Washington, Dec. 1: The Bush administration has decided to repeal most of its 20-month-old tariffs on imported steel to head off a trade war that would have included foreign retaliation against products exported from politically crucial states, administration and industry sources said Sunday.

The officials would not say when President Bush will announce the decision but said it is likely to be this week. The officials said they had to allow for the possibility that he would make some change in the plan, but a source close to the White House said it was “all but set in stone”.
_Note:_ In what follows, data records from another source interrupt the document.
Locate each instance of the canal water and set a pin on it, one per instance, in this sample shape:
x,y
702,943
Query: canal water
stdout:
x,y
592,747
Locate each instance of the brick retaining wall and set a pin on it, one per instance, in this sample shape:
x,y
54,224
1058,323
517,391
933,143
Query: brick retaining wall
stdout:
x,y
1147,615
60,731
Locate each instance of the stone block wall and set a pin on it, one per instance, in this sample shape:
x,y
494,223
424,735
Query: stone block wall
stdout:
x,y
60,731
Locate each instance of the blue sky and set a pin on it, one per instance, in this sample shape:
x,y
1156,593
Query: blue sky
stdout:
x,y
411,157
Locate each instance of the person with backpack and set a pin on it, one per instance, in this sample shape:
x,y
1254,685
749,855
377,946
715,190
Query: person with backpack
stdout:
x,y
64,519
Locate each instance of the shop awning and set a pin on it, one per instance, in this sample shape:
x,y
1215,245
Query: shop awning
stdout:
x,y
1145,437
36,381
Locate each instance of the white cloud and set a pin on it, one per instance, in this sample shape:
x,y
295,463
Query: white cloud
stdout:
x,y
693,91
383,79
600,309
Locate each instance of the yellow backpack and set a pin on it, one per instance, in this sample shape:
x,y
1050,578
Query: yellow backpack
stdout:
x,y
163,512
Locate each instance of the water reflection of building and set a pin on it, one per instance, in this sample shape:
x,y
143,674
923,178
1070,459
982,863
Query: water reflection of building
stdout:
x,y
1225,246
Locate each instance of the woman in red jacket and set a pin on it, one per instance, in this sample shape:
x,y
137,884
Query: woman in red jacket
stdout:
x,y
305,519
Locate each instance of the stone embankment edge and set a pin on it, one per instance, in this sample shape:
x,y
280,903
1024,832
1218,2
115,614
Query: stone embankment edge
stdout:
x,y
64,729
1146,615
European countries had vowed to respond to the tariffs, which were ruled illegal by the World Trade Organization, by imposing sanctions on up to $2.2 billion in exports from the United States, beginning as soon as December 15. Japan issued a similar threat Wednesday. The sources said Bush’s aides concluded they could not run the risk that the European Union would carry out its threat to impose sanctions on orange juice and other citrus products from Florida, motorcycles, farm machinery, textiles, shoes, and other products.

Bush advisers said they were aware the reversal could produce a backlash against him in several steel-producing states of the Rust Belt — including Pennsylvania, West Virginia and Ohio. That arc of states has been hit severely by losses in manufacturing jobs and will be among the most closely contested in his re-election race.

The sources said Bush’s aides agonised over the options to present to the President and they considered it one of the diciest political calculations of this term. A source involved in the negotiations said White House aides looked for some step short of a full repeal that would satisfy the EU but concluded that it was “technically possible but practically impossible”.

Bush decided in March 2002 to impose tariffs of 8 per cent to 30 per cent on most steel imports from Europe, Asia and South America for three years. Officials acknowledged at the time that the decision was heavily influenced by the desire to help the Rust Belt states, but the departure from Bush’s free-trade principles drew fierce criticism from his conservative supporters. After a blast of international opposition, the administration began approving exemptions.

The WTO’s ruling against the tariffs was finalised three weeks ago.